We’re using rational drug design tools developed to target crystal structures to target experimentally-validated structures of cryptic allosteric sites from our simulations. Then we’re using a battery of experimental tests to see if our best hits inhibit beta-lactamase by binding in their predicted poses. Successful compounds may be useful for restoring the efficacy of existing antibiotics.
Demonstrating the applicability of our approach in multiple settings
Having made significant progress on the problems outlined above, we are testing the generalizability of our approach in a variety of settings. Examples include:
1) Viral proteins that are often assumed to be undruggable, e.g. from Ebola and SARS-CoV-2.
2) Myosin motors, which are some of the most mutated proteins in human disease.
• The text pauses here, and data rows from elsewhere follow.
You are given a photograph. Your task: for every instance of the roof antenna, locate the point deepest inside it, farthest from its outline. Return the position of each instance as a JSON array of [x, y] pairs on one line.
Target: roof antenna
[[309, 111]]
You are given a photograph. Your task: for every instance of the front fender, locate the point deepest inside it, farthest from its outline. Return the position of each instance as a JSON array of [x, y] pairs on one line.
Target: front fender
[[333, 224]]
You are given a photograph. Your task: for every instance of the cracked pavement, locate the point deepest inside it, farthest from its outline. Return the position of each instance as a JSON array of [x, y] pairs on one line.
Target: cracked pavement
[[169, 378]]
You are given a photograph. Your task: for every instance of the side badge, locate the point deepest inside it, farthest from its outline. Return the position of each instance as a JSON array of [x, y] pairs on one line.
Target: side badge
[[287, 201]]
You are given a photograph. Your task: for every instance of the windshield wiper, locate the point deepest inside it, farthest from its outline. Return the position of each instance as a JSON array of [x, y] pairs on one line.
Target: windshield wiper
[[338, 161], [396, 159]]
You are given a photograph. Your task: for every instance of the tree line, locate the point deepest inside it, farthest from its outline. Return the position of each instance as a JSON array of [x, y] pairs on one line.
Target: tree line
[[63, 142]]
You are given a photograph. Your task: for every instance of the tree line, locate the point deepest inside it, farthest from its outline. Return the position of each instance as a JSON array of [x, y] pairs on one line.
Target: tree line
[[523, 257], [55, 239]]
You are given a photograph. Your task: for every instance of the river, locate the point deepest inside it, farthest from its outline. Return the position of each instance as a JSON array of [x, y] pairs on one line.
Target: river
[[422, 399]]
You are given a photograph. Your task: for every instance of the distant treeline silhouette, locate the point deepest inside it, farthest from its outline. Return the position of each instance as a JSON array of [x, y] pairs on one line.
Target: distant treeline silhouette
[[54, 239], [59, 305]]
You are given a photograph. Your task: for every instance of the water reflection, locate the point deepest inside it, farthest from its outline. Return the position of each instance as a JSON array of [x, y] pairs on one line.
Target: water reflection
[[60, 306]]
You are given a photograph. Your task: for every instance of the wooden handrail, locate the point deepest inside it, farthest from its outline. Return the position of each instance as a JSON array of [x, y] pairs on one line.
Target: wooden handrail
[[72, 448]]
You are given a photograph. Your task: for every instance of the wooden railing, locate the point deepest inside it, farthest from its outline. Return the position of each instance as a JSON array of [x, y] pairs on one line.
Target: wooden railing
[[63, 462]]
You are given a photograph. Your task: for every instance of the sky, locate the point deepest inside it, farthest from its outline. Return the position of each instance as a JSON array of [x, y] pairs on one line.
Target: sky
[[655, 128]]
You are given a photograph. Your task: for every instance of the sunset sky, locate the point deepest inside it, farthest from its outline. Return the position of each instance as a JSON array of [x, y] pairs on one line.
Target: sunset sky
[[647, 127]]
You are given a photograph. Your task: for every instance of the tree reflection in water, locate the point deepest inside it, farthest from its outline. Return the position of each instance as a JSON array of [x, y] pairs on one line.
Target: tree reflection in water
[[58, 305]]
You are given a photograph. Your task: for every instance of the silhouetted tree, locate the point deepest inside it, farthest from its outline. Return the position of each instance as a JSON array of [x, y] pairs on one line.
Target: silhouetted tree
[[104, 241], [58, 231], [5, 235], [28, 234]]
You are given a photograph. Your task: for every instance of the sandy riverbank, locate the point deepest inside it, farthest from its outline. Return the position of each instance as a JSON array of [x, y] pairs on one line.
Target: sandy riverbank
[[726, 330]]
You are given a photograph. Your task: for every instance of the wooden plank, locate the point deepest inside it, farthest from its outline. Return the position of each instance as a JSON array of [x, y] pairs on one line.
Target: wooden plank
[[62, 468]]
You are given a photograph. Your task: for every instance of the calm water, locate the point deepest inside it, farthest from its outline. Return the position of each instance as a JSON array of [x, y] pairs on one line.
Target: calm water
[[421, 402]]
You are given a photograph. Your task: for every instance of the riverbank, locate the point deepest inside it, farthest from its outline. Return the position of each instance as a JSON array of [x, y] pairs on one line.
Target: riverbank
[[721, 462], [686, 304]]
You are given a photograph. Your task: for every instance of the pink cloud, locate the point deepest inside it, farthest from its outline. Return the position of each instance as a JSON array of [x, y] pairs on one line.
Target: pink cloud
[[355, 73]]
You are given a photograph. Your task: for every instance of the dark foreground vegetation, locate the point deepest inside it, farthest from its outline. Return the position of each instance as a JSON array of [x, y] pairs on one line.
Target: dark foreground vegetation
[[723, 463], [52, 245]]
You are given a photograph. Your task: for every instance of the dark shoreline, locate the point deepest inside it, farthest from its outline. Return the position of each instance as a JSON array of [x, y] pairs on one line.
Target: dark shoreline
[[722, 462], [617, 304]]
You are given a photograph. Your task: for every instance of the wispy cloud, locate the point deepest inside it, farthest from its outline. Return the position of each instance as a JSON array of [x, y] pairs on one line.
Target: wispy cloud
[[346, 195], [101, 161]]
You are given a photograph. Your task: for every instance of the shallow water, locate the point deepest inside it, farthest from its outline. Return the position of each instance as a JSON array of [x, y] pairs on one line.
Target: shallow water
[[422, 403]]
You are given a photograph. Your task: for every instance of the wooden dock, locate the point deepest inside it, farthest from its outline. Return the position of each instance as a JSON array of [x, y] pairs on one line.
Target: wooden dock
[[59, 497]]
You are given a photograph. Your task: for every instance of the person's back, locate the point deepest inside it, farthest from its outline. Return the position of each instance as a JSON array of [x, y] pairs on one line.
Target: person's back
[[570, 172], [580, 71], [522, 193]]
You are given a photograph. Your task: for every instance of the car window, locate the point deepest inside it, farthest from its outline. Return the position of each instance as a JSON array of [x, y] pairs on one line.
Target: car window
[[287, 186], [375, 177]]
3) G proteins, which essential components of GPCR signaling and present complementary opportunities for drug design.
Adaptive sampling algorithms
Molecular simulations are an important component of all of our work. Therefore, we are also working on new methods for running these simulations as efficiently as possible. Rather than trying to run one long simulation, our main focus is on developing adaptive sampling methods. These algorithms run many independent simulations in batches. The starting points for each batch of simulations are chosen by analyzing all previous batches of simulations and determining where more simulation data would be most beneficial. Running simulations in this manner allows us to make effective use of commodity hardware and to ensure that we don’t keep simulating the same events over and over again, which is a common problem with long, conventional simulations. Deciding where to run new simulations and how to integrate the information from many independent simulations into a single, statistically rigorous model gets into lots of interesting physical chemistry and machine learning.
Extraction of valuable insight from large simulation datasets
Finally, we are drawing on information theory and deep learning to automate the extraction of valuable insights from large simulation datasets. A major theme is trying to minimize the assumptions that are built into our approaches, allowing us to be surprised by all the unexpected ways evolution has solved different problems.